None of these ruined the book for me, but they all occur early on and seemed a bit sloppy on Schreiber’s part.


There were parts of the ending I hated and parts that I loved. I’ll try to provide a relatively spoiler free discussion of my ending, but also feel that I have to explain my rating for the book, so…


The biggest problem with the ending is something that plagues many Star Wars novels, namely a chaotic ending. Too many loose ends are tied up too quickly in an unsatisfying manner. I think the book would have worked better if more of the content had been spread out.

For example, the search for Iram Radique ends with a whimper, not a bang. I won’t say who he is or what happens, but it almost doesn’t matter because by the end the book doesn’t even give the reader the opportunity to absorb the impact of the conclusion to the mystery. It almost felt like Maul – and the reader – were being tugged along for this search just for the sake of giving Maul something to do in the prison but that Iram Radique himself and Maul’s mission were not important to the Sith Grand Plan.

There is a really neat tie-in to the game Bounty Hunter. We get to see another character and that character has more than a cameo role. Schreiber actually manages to give that character a bit of depth. But, again, all of this is thrown into the last quarter of the book or so where it’s competing with too much other action. I actually think the book would have been even better if that character had been introduced earlier so we could see even more interaction between Maul and that character. But overall I give credit to Schreiber for going back and using some of that older EU material.

At first I was very confused about the ending. We know early on he has to obtain a nuclear weapon from Iram Radique and that he has to transfer it to a certain group, but it’s not clear why Sidious would want this. Was this mentioned somewhere else in the EU? Well, it turns out that it ties directly into the Darth Plagueis novel in a very subtle way. In other words, Maul: Lockdown doesn’t explain why Maul went on this mission! You need to read Darth Plagueis FIRST in order to make sense of it and then to see why the mission was so important. It actually adds a really neat twist to Darth Plagueis.

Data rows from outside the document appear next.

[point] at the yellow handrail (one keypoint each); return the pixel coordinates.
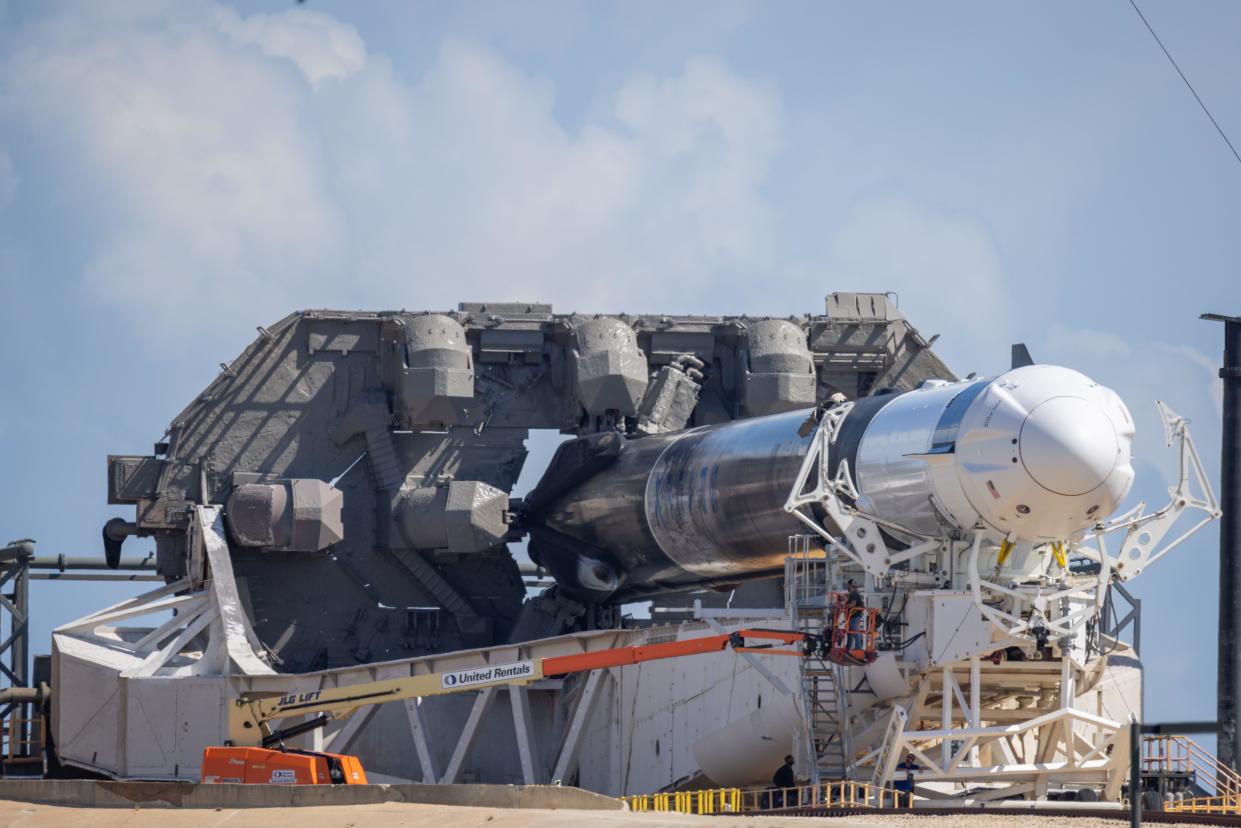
(1164, 752)
(1224, 805)
(840, 795)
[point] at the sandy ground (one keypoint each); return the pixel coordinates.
(391, 814)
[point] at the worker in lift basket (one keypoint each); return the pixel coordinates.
(855, 613)
(784, 780)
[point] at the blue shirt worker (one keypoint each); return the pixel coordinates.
(909, 766)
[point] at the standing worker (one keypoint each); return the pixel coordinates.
(909, 766)
(784, 781)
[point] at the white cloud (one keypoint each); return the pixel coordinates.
(322, 46)
(8, 180)
(226, 190)
(943, 267)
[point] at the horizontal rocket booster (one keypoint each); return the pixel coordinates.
(1038, 453)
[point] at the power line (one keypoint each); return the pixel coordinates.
(1170, 60)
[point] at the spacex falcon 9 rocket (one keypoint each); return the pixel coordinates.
(1036, 454)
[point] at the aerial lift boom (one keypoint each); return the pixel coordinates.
(256, 751)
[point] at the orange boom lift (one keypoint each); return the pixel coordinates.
(256, 752)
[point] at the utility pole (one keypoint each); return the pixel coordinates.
(1229, 710)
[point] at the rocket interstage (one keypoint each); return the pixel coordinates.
(1038, 454)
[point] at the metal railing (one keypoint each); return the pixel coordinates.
(825, 795)
(21, 739)
(706, 802)
(1219, 806)
(1175, 754)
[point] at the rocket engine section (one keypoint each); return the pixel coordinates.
(437, 381)
(1036, 454)
(609, 369)
(286, 515)
(779, 371)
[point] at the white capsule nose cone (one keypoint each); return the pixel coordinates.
(1069, 446)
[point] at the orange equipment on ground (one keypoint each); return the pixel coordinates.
(854, 632)
(267, 766)
(272, 762)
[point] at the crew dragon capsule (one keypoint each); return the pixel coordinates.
(1039, 453)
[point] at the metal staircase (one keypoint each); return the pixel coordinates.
(809, 579)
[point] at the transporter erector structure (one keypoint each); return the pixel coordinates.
(336, 509)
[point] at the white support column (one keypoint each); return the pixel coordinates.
(523, 725)
(976, 702)
(469, 733)
(422, 740)
(567, 761)
(946, 715)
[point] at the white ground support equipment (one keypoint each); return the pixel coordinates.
(993, 576)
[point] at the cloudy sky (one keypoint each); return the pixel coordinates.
(174, 174)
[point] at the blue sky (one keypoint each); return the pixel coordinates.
(174, 174)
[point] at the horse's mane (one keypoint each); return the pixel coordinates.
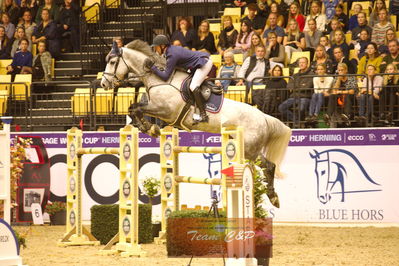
(144, 48)
(140, 46)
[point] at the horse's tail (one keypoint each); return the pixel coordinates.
(278, 139)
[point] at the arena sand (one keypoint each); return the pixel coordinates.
(293, 245)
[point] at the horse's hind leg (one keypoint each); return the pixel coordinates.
(144, 126)
(268, 170)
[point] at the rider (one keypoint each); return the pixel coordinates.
(176, 56)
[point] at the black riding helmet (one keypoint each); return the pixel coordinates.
(160, 40)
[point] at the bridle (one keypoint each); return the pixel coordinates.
(130, 70)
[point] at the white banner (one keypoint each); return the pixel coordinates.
(331, 175)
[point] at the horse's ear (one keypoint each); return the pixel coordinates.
(115, 49)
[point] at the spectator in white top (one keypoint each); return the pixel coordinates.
(253, 67)
(321, 86)
(315, 13)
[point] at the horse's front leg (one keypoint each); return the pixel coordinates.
(137, 115)
(269, 169)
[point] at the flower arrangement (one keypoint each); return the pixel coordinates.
(17, 158)
(54, 207)
(151, 187)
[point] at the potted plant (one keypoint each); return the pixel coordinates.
(17, 158)
(151, 186)
(57, 212)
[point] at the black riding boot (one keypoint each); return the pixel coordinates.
(200, 103)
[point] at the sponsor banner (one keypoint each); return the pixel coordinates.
(347, 137)
(111, 139)
(331, 175)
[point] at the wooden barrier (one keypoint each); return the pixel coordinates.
(232, 152)
(127, 237)
(5, 186)
(237, 189)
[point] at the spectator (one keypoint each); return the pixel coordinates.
(177, 43)
(20, 34)
(253, 67)
(274, 51)
(338, 58)
(263, 12)
(273, 27)
(378, 6)
(22, 59)
(243, 3)
(390, 36)
(274, 89)
(228, 36)
(312, 37)
(228, 70)
(315, 14)
(255, 42)
(300, 92)
(28, 24)
(339, 41)
(184, 33)
(394, 7)
(47, 31)
(321, 86)
(325, 42)
(257, 22)
(353, 19)
(380, 29)
(244, 38)
(321, 58)
(295, 13)
(53, 9)
(294, 40)
(5, 44)
(204, 41)
(344, 88)
(392, 57)
(329, 8)
(28, 5)
(390, 94)
(306, 7)
(361, 45)
(370, 90)
(334, 26)
(12, 9)
(69, 20)
(119, 42)
(371, 57)
(280, 18)
(10, 28)
(342, 18)
(362, 21)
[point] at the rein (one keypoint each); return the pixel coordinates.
(130, 70)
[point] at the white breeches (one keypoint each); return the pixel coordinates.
(200, 75)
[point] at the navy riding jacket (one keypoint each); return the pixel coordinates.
(177, 56)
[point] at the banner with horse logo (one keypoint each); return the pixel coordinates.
(345, 176)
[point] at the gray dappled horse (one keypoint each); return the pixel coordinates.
(264, 135)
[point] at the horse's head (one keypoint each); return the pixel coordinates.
(129, 59)
(323, 173)
(116, 68)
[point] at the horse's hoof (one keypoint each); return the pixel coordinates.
(155, 131)
(273, 197)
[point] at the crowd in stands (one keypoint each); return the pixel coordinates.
(33, 32)
(333, 37)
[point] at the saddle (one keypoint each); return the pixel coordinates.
(212, 94)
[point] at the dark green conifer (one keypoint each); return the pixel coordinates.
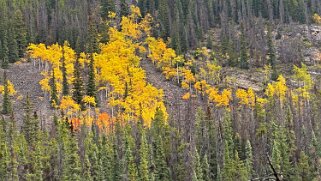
(53, 93)
(78, 85)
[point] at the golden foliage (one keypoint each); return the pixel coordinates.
(186, 96)
(278, 89)
(246, 97)
(11, 89)
(316, 18)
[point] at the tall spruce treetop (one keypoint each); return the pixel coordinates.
(78, 85)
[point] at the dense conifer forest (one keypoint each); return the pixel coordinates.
(160, 90)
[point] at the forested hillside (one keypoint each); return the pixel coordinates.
(184, 90)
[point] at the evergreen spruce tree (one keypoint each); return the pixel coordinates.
(91, 86)
(96, 170)
(271, 53)
(21, 33)
(143, 152)
(131, 168)
(161, 170)
(65, 87)
(271, 49)
(4, 152)
(198, 166)
(205, 169)
(86, 169)
(54, 93)
(303, 167)
(249, 158)
(6, 104)
(72, 166)
(78, 85)
(4, 51)
(244, 59)
(107, 158)
(124, 9)
(107, 6)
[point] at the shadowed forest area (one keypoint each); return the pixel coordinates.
(164, 90)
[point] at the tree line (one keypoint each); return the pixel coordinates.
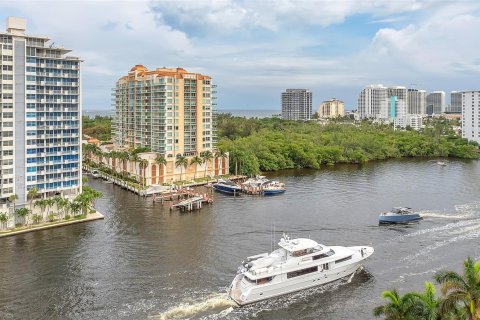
(271, 144)
(459, 300)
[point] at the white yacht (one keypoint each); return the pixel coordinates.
(298, 264)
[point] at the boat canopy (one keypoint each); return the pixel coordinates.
(298, 244)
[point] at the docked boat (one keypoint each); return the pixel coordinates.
(262, 185)
(399, 215)
(296, 265)
(226, 186)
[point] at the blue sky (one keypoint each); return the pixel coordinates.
(256, 49)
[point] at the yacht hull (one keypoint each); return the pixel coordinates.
(393, 219)
(246, 295)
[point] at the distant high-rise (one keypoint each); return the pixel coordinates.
(296, 104)
(435, 102)
(471, 115)
(40, 102)
(373, 102)
(455, 102)
(397, 106)
(417, 100)
(331, 108)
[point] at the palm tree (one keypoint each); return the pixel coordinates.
(23, 213)
(428, 302)
(196, 161)
(181, 162)
(461, 291)
(161, 161)
(32, 194)
(42, 203)
(220, 154)
(207, 156)
(398, 308)
(3, 219)
(143, 164)
(135, 158)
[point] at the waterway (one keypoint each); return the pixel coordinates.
(145, 262)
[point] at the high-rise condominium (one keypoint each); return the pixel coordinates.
(331, 108)
(471, 115)
(40, 106)
(397, 99)
(435, 102)
(455, 102)
(373, 102)
(296, 104)
(417, 100)
(168, 110)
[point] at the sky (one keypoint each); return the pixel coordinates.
(255, 49)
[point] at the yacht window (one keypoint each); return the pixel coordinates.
(343, 259)
(324, 255)
(301, 272)
(264, 280)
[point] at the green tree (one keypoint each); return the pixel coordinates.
(162, 162)
(196, 161)
(398, 307)
(23, 213)
(4, 217)
(461, 291)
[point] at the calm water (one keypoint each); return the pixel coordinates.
(144, 262)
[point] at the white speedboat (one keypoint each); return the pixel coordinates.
(297, 265)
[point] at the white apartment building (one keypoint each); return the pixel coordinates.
(471, 115)
(397, 96)
(435, 102)
(455, 102)
(373, 103)
(40, 105)
(296, 104)
(417, 100)
(415, 121)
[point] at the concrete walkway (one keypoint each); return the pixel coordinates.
(91, 217)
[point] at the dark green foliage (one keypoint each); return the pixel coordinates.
(272, 144)
(98, 127)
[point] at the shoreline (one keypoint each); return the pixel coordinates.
(91, 217)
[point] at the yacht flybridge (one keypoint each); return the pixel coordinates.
(298, 264)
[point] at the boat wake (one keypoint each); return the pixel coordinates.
(216, 306)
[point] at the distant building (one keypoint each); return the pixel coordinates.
(455, 102)
(373, 102)
(417, 101)
(435, 103)
(471, 115)
(296, 104)
(331, 108)
(413, 121)
(397, 102)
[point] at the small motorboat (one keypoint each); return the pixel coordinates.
(226, 186)
(399, 215)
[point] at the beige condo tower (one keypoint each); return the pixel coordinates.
(170, 111)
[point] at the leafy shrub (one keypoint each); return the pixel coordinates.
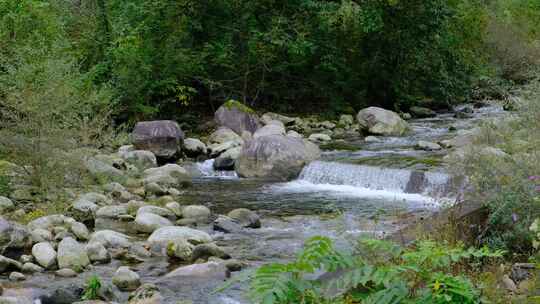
(507, 185)
(5, 188)
(375, 272)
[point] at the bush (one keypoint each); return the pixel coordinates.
(508, 185)
(48, 110)
(376, 272)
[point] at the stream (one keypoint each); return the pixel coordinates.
(372, 190)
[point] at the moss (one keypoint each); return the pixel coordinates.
(238, 105)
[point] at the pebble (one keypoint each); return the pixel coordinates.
(16, 276)
(66, 273)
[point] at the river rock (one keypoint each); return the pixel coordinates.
(427, 146)
(180, 249)
(327, 125)
(168, 175)
(110, 239)
(80, 231)
(421, 112)
(13, 237)
(66, 273)
(381, 122)
(6, 205)
(219, 149)
(294, 134)
(44, 254)
(205, 251)
(245, 217)
(16, 276)
(86, 205)
(49, 221)
(275, 157)
(149, 222)
(269, 116)
(194, 147)
(226, 160)
(97, 253)
(237, 117)
(196, 212)
(102, 170)
(31, 268)
(146, 292)
(346, 120)
(7, 264)
(204, 270)
(164, 138)
(175, 208)
(161, 237)
(112, 211)
(164, 212)
(141, 159)
(273, 127)
(126, 279)
(72, 255)
(65, 294)
(223, 135)
(319, 138)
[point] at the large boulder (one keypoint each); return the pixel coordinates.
(238, 117)
(269, 116)
(72, 254)
(163, 137)
(160, 238)
(141, 159)
(149, 222)
(382, 122)
(223, 135)
(275, 157)
(274, 127)
(44, 254)
(421, 112)
(194, 147)
(14, 238)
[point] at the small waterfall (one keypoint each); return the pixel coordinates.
(431, 184)
(206, 169)
(374, 178)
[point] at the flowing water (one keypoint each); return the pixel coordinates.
(372, 190)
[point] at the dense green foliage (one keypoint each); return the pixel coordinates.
(376, 272)
(509, 185)
(164, 55)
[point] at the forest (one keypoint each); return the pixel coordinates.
(192, 137)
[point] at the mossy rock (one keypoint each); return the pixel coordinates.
(339, 146)
(7, 167)
(230, 104)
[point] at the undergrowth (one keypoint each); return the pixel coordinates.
(375, 271)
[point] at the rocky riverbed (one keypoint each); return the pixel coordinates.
(174, 217)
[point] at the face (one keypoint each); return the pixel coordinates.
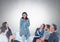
(51, 28)
(46, 28)
(24, 15)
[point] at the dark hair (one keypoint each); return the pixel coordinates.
(3, 28)
(55, 26)
(4, 24)
(25, 14)
(48, 26)
(43, 25)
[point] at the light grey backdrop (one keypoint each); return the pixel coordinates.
(39, 11)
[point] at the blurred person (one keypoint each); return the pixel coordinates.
(39, 32)
(46, 34)
(24, 27)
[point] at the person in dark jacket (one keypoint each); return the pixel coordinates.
(9, 34)
(54, 35)
(39, 32)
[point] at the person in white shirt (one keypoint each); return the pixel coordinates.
(3, 37)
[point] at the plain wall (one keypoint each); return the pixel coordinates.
(39, 11)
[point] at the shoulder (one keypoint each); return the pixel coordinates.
(37, 28)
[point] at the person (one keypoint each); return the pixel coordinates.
(9, 35)
(3, 37)
(46, 34)
(24, 27)
(54, 35)
(39, 32)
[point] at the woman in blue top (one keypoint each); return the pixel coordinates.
(39, 32)
(24, 27)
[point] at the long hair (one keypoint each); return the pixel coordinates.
(3, 27)
(25, 14)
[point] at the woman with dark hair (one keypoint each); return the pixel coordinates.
(3, 37)
(4, 31)
(54, 35)
(39, 33)
(24, 27)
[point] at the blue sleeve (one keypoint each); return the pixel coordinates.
(28, 23)
(9, 33)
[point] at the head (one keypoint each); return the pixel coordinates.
(47, 27)
(42, 26)
(4, 30)
(53, 27)
(24, 15)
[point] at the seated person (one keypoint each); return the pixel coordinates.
(54, 35)
(3, 37)
(9, 33)
(46, 34)
(39, 32)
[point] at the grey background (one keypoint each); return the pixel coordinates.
(10, 7)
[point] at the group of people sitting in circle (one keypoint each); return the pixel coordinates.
(45, 33)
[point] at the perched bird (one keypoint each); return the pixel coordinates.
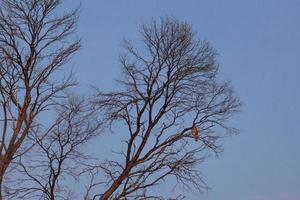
(195, 132)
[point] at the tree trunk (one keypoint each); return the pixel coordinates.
(2, 172)
(114, 185)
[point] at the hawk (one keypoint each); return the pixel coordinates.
(195, 132)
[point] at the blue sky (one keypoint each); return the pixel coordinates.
(259, 46)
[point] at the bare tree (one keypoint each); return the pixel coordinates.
(35, 42)
(59, 154)
(170, 87)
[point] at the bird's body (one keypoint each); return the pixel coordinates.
(195, 132)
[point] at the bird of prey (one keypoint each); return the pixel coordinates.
(195, 132)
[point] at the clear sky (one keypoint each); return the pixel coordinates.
(259, 46)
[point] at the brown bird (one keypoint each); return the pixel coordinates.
(195, 132)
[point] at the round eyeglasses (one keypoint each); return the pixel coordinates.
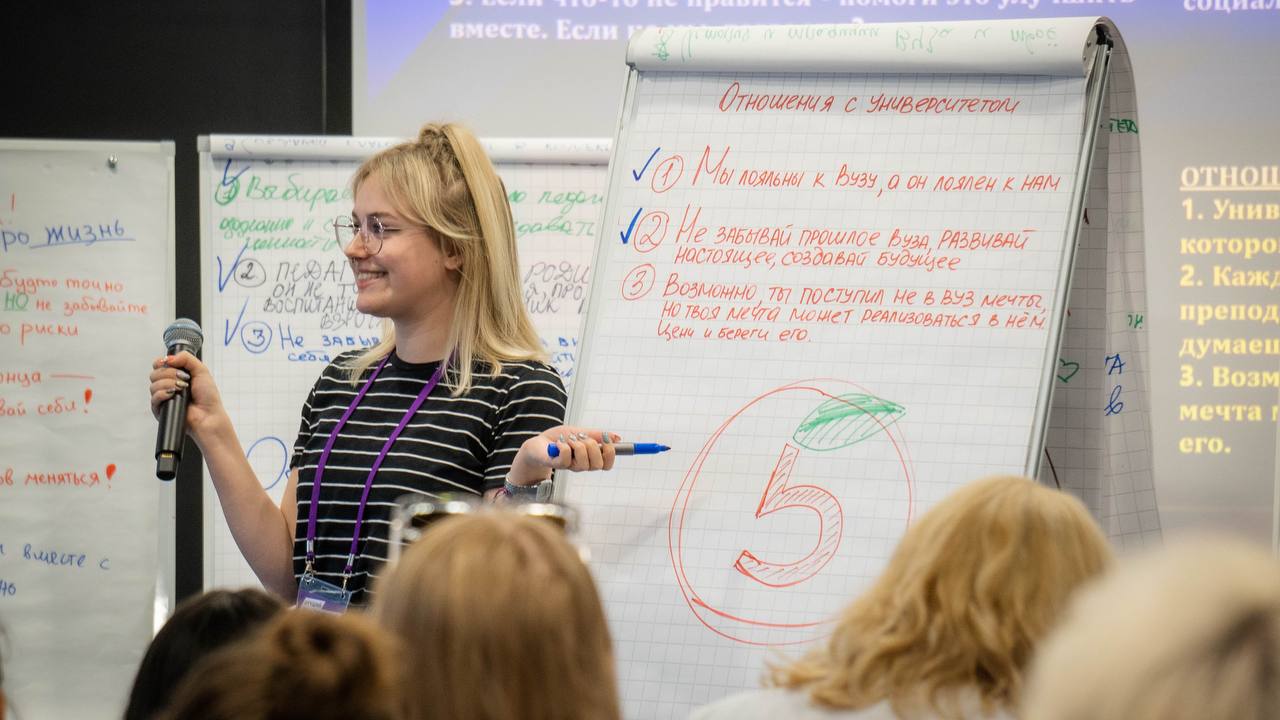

Overall, I found myself liking Maul: Lockdown more than I'd expected to or feared. It’s important to go into this book knowing that it’s pretty dark and bloody. However, I think it should satiate Darth Maul fans and fans who want tense action scenes. I would have preferred the plot to have unfurled a bit more gradually and more emphasis on certain characters, but also appreciate that the characters felt more real than they had any right to be for this type of novel. Overall, I’d say if you like the Alien movies and you like Darth Maul, you’ll probably enjoy this novel.